Die Rechtschreibung in diesem Buch entspricht den Regeln der neuen Rechtschreibung.

© Klaus Kandel, April 2022

Die Vergangenheit lässt sich nicht ändern!

Wütend starrte er auf die grellrote Schrift auf seinem Bildschirm,dabei unbewusst mit den Zähnen knirschend.

Er war sowas von enttäuscht. All die Mühen für die Katz. Oder doch nicht?

»Warum?«

»Der Theorie zufolge erzwingen die Handlungen von Zeitreisen unübersehbare Auswirkungen. In der Vorstellung von Multiversen können zur selben Zeit unzählige Zeitachsen nebeneinander existieren. Wenn ein Zeitreisender die Vergangenheit ändert, dann erschafft er damit ein Paralleluniversum und somit einen weiteren Zeitstrahl, der im Moment der Zeitreise entsteht. Sie haben eine Zeitmaschine gebaut, um ihre Vergangenheit zu ändern. Wenn die sich daraus ergebende Zukunft dann ihren Wünschen entspräche, würde es die Maschine niemals geben. Also, wie soll ihre Maschine Ihnen dabei helfen, sie zu ändern? Dies ist die Antwort!«

»Was passiert bei der Abspaltung des Zeitstrahles?«

»Von diesem Moment an beginnt auf ihrer Zeitebene eine neue Zukunft, einzig allein davon abhängig, wie Sie diese gestalten.«

»Nein, nein, ich meinte, was geschieht physikalisch?«

»Nicht berechenbar! Auf dem bisherigen Zeitstrahl gibt es keine Änderung! Mit ihrer Rückkehr in die Vergangenheit ändert sich jedoch die Zukunft auf ihrer neue entstandenen Zeitebene. Niemand wird es jemals bemerken, da kein Mensch die Zukunft kennt!«

*

Sieben lange Jahre ...

Aber er hatte, was er wollte! Zumindest annähernd.

Drei einfache Zeitkapseln, welche sich nach ihrer Ankunft in der Vergangenheit selbst zerstörten.

Sowie eine überaus luxuriöse und technisch hochstehende Raumeinheit mit einer großzügigen Ausrüstung.
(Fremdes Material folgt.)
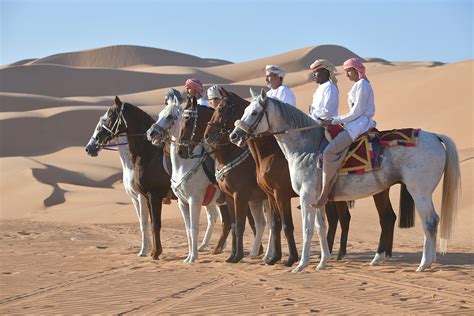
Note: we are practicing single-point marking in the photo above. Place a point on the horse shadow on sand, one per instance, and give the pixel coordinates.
(53, 175)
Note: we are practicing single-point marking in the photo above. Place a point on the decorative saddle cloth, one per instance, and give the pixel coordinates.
(365, 153)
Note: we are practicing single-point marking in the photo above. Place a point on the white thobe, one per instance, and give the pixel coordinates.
(362, 109)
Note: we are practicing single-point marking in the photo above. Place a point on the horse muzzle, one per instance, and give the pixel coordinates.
(238, 137)
(92, 148)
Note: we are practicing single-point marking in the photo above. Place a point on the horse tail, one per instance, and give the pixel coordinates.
(451, 191)
(407, 208)
(351, 204)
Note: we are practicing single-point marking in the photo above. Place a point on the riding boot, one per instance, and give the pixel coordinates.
(333, 157)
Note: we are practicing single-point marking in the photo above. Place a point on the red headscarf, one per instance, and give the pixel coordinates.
(195, 84)
(357, 65)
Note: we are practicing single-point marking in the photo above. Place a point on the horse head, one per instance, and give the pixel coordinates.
(110, 126)
(251, 123)
(167, 123)
(195, 118)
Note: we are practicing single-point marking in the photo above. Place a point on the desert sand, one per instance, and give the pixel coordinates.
(69, 233)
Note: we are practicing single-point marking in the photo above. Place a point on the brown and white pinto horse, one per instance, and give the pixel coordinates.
(238, 184)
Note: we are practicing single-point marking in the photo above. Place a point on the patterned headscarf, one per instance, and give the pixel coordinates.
(323, 63)
(274, 69)
(357, 65)
(172, 92)
(213, 92)
(195, 84)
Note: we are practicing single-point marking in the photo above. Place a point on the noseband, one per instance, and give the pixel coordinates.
(223, 130)
(114, 130)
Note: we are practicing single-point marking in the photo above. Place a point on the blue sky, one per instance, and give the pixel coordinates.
(403, 30)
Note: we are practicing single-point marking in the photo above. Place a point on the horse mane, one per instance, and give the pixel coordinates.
(143, 118)
(291, 114)
(240, 101)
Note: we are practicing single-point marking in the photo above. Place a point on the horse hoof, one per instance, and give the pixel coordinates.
(423, 267)
(298, 269)
(272, 261)
(290, 261)
(321, 266)
(216, 251)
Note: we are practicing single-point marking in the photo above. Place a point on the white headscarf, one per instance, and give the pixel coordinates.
(213, 92)
(274, 69)
(323, 63)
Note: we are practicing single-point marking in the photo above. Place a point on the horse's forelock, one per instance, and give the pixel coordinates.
(290, 114)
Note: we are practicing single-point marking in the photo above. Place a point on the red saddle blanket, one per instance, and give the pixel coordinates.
(365, 153)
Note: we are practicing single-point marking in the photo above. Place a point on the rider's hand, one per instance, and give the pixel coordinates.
(325, 121)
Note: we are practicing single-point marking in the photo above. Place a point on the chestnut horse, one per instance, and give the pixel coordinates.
(274, 178)
(237, 182)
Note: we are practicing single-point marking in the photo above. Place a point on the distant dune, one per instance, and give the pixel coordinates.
(120, 56)
(50, 106)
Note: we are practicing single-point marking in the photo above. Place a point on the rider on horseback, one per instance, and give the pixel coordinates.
(274, 77)
(195, 89)
(358, 121)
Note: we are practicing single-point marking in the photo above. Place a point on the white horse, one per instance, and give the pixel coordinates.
(138, 200)
(420, 168)
(189, 181)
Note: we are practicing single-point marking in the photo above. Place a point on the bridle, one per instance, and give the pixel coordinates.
(188, 114)
(249, 130)
(222, 127)
(113, 131)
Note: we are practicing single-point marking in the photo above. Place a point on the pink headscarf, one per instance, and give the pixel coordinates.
(195, 84)
(357, 65)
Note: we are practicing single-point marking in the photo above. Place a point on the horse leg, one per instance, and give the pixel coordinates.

Einer der neuesten Superrechner mit einer gigantisch großen Datenbank. Sicherheitshalber in zweifacher Ausführung. Nicht zu vergessen die medizinische Versorgungseinheit. Und noch so vieles.

Geld hatte keine Rolle gespielt!

*

Die Entführung dreier Offiziere, als Hüter frisch ausgebildet, verlief hervorragend! Schlafend saßen sie in den Zeitkapseln. Wahrscheinlich blieb ihr Verschwinden nicht lange unentdeckt. Also drückte er kurz entschlossen auf den Startknopf für Kapsel ›eins‹. Lautlos verschwand diese. Auf zwölf Bildschirmen vor ihm liefen aktuelle Nachrichten. Eine Stunde geduldig ausharrend verfolgte er das Geschehen. Doch nichts wies auf eine Veränderung der Zeit hin. Auf seiner bisherigen Zeitlinie erbrachte er hiermit den Beweis: Die Vergangenheit lässt sich nicht ändern!

*

Der Admiral

Sektor Admiral James Bolton dachte nach. Wie viel Zeit blieb ihm noch? Vermutlich noch mehrere Stunden. Trotzdem! Eine Überprüfung der beiden weiteren Zeitkapseln ergab deren einwandfreie Funktion. Wie vor gut zwei Stunden startete er die beiden anderen Einheiten. Auch dieses verschwanden spurlos! Fein, sehr fein! Auch hier ergab sich keine Veränderung der bestehenden Zeitlinie!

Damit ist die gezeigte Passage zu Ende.